In the decentralized model, it is the core who is accountable to the edges – a total flip of the marketing model as we know it.
Social Media’s Promise
The Web 2.0, and specifically social media, was called the biggest innovation in the economy since the invention of bread. Before that, people would go out in the forest, hunt down one antelope, eat it, then go for the next. But with the invention of bread, the entire model changed; people could now produce much more food, and communities started to form. Our civilization was based on this.
Social media brought the same disruption to online marketing; instead of brands going out after individual customers, they can now create engagement around their brands and products.
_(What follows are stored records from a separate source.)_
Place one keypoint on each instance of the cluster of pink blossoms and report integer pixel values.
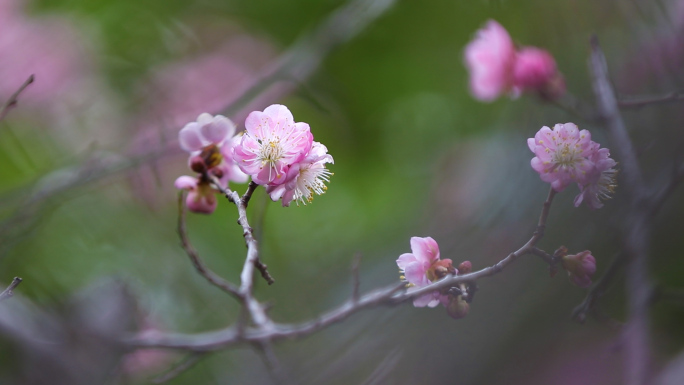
(274, 151)
(567, 155)
(497, 68)
(282, 156)
(209, 141)
(580, 267)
Instead of one-directional advertising about how good a brand’s products are, people are given a voice and can leave real feedback and impressions about those products. Brands have to shift their focus from spending money on advertising to spending money on the quality of their products so that people ‘like’ and share them.
Web 3.0 takes this one step further; it converts the customers to marketers. Instead of a centralized marketing system that adheres to what a boss might think, the new model is democratized and requires the brand to inspire. This model is also much more efficient since, according to Epstein, “innovation, insights, and awareness happen at the edge of the networks, not in the center.” The magnitude of customer-marketers and the interactions they have not only outnumber what the center could achieve, but are also implemented and executed much faster. Thus, brands are pushed even more to improve the quality of their products, to create something their customers love, as they will take care of the marketing.
Authority-Less
Where authorities and regulations become part of the problem instead of being part of the solution, blockchain offers a viable alternative. That’s why the UN used blockchain to issue identities to refugees in a Jordanian refugee camp – a process that would have otherwise required months of time and tons of paperwork. Blockchain’s decentralized model makes it impartial – resistant to bias, censorship, or even technical failures. This impartiality is important in designing systems that work between platforms – for instance, an item collected in a Ubisoft game could be used in one developed by Activision Blizzard. Since there is no biased, central authority, both companies can trust the protocol, and the gamers win.
Blockchain to Prevent Fraud
Returning to the case of Katlego Marite, blockchain could actually be the only platform which prevents such transactions. What I’m about to propose would require a new fork or smart contracts, but it’s doable: since blockchain is immutable, we could have a feature that would efficiently block funds coming from illegal transactions. For instance, I could set a blacklist of addresses I never want to deal with, nor deal with any money coming from such sources. Immutability would ensure that no matter how deep into the transaction, if my wallet detected that the incoming funds had any association with such transactions, it would reject them. With this feature, it would be best for anyone to blacklist such accounts as soon as possible so their own accounts don’t get infected either. Besides the humanitarian factor, it would be better for Bitcoin’s own reputation too.
Blockchain has the ability to do much more than just facilitate illegal transactions and speculation – it can bring power to the people. We just need to use it right.